調停調書の更正
調停調書の違算、書損その他これに類する明白な誤謬があるときは、裁判所は、何時でも申したて又は職権により更正決定をすることができます。
審判又は調停調書更正の申立は、家事雑事件として立件されます。
和解調書更正について、明白な誤謬があるときは、当該和解調書の各記載、各条項全体の趣旨、訴訟手続上に現れた資料等から裁判所において表現しようとした事項について誤記遺脱等が存することが明確、容易に看取される場合をいい、その更正によって和解内容に実質的な変更を生じ、和解調書の記載内容の同一性を阻害するに至るような場合にまで、更正決定によって誤謬を是正することは許されないとし、本件更正決定は、和解調書上の賃貸借期間の定めに関する記載事項に新たに債務名義である明渡条項を付加することになるのであって、これは和解調書の実質的内容を変更し、和解調書の記載内容の同一性を阻害するに至っているから、違法であるとしたうえで、このような和解調書の記載内容の同一性を阻害するような更正決定は、たとえ確定していても効力を生じないと解すべきであり、明渡条項について執行力を認めることはできないから、執行力を排除するために請求異議訴訟で争うことができるとした事例があります。
原審判決は明渡条項の付加を認めています。
強制執行の実務では、被告が判決後に転居した後に、原告が強制執行を申し立てる際には、新住所を記載して同所を送達場所とする必要があり、判決に記載された住所と強制執行申立時の住所が異なる場合には、住民票上の住所の連続によって被告と債務者の同一性を明らかにする必要があります。

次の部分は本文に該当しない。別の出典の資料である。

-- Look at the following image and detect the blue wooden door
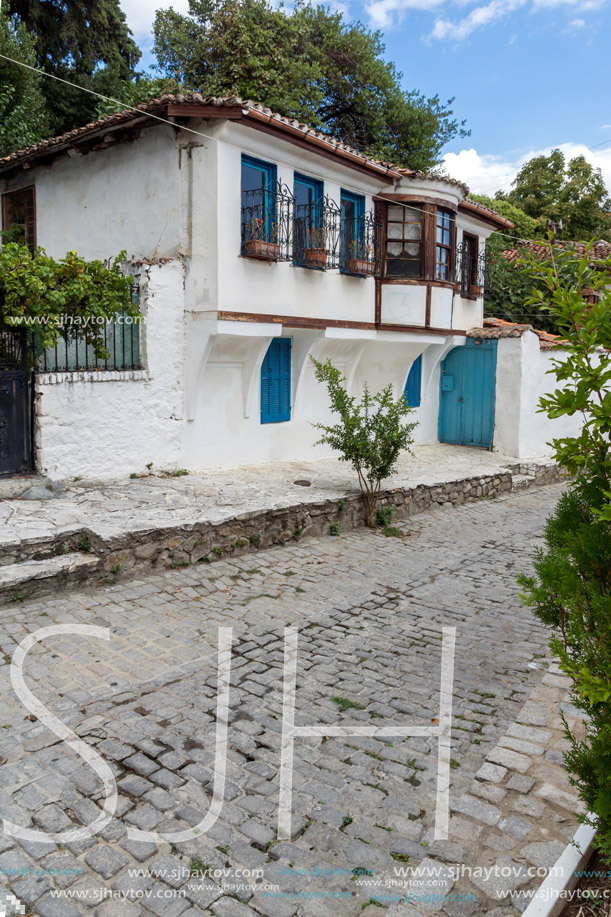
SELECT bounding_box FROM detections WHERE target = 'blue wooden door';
[438,338,497,449]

裁判所の意思と表現の間に食い違いがある場合とはいえない場合であっても、更正決定制度の目的、訴訟経済の観点から、特に判決に基づく執行、戸籍訂正、登記等を容易にするために必要があるときは、同条項の類推適用があると解され、また、表現の「誤謬」とまではいえない程度の不明確な表現を明確にし、あるいはより適切な表現に改めることも許されるというべきであることから、判決に基づく執行を容易にするため、本判決においても、これを更正して被告の住民票上の住所を併記するのが相当であるとして、原告の更正決定申立を認容しました。